If you don't agree with Abbey, even a little, before picking up the book, he can come off pompous and self-possessed. But if you can look beyond the petty frailties of his personality (there's a reason it was easy for him to be away from people for such long periods of time), the man gives voice to a wilderness crying out to be saved. He speaks to this exact issue: Is visiting the national parks, America's best idea, the right of every tax-paying American? Or is it the right of every tax-paying American who is willing and able to work a little to see it?
Rip out the swimming pools. Cordon off a couple of valley campgrounds and allow the vegetation to return. Pull rafters from the river. This is the only earth we are given and, unless you believe we're in The End Times, our combined generations are only two of the hundreds to come, and I want there to be something green, living, and untainted left for them to see.
The foreword to Desert Solitaire is one of the most compelling treatises to national park conservancy I've ever read, and it was published in 1968. It ends this way:
Do not jump into your automobile next June and rush out to the canyon country hoping to see some of that which I have attempted to evoke in these pages. In the first place you can't see anything from a car; you've got to get out of the goddamned contraption and walk, better yet crawl, on hands and knees, over the sandstone and through the thornbush and cactus. When traces of blood begin to mark your trail you'll see something, maybe. Probably not. In the second place most of what I write about in this book is already gone or going under fast. This is not a travel guide but an elegy. A memorial. You're holding a tombstone in your hands. A bloody rock. Don't drop it on your foot-throw it at something big and glassy. What do you have to lose?

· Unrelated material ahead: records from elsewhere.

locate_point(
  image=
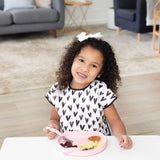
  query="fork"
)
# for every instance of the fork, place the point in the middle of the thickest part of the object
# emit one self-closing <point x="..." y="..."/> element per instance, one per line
<point x="59" y="133"/>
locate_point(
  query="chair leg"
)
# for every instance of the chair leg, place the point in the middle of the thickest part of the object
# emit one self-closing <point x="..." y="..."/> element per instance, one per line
<point x="118" y="30"/>
<point x="54" y="33"/>
<point x="139" y="37"/>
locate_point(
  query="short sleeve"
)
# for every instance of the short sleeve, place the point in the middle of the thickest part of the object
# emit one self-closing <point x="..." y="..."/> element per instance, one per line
<point x="51" y="94"/>
<point x="106" y="96"/>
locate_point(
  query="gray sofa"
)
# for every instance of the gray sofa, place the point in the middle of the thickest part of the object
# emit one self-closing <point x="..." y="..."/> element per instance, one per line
<point x="32" y="20"/>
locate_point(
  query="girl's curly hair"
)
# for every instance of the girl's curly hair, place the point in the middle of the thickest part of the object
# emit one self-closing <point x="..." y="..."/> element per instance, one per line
<point x="110" y="71"/>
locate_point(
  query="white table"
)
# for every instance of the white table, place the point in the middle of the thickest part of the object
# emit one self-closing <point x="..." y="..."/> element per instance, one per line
<point x="41" y="148"/>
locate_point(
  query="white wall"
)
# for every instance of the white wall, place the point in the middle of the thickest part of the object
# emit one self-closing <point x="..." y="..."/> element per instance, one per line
<point x="96" y="14"/>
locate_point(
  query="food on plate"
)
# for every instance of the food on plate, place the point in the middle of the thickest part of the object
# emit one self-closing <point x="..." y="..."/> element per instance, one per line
<point x="94" y="138"/>
<point x="90" y="145"/>
<point x="67" y="145"/>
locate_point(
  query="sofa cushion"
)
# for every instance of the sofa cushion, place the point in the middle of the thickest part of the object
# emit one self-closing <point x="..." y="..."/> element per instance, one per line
<point x="38" y="15"/>
<point x="11" y="4"/>
<point x="1" y="4"/>
<point x="5" y="18"/>
<point x="43" y="3"/>
<point x="128" y="14"/>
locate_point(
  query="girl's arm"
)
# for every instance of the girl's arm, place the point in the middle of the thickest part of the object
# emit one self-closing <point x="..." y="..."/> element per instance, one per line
<point x="53" y="123"/>
<point x="117" y="127"/>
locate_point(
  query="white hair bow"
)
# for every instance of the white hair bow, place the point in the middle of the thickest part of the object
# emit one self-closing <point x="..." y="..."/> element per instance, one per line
<point x="83" y="36"/>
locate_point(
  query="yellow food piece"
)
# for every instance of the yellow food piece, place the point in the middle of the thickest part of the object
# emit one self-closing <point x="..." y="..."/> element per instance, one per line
<point x="90" y="145"/>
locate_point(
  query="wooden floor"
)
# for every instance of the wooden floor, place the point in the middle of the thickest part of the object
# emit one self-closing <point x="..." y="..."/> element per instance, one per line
<point x="26" y="113"/>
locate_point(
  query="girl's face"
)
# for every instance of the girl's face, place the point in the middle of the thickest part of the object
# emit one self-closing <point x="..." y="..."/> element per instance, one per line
<point x="86" y="67"/>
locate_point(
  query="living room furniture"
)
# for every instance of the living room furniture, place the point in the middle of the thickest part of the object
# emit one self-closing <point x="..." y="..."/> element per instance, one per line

Jonathan and I want to be able to access every corner of Yosemite, but we're also willing to do what it takes to make that happen, even if it means leaving behind the car. Even if it means walking from the park entrance to the valley. Even if it means sleeping on the ground. Even if it means packing out our own trash. Even if it means forgoing campfires and s'mores. Even if it means no cell reception or email. In fact, if we're honest, that's what we want America's national parks to be there for. Escape. The old fashioned way. Back when Yosemite Valley absolutely was wilderness.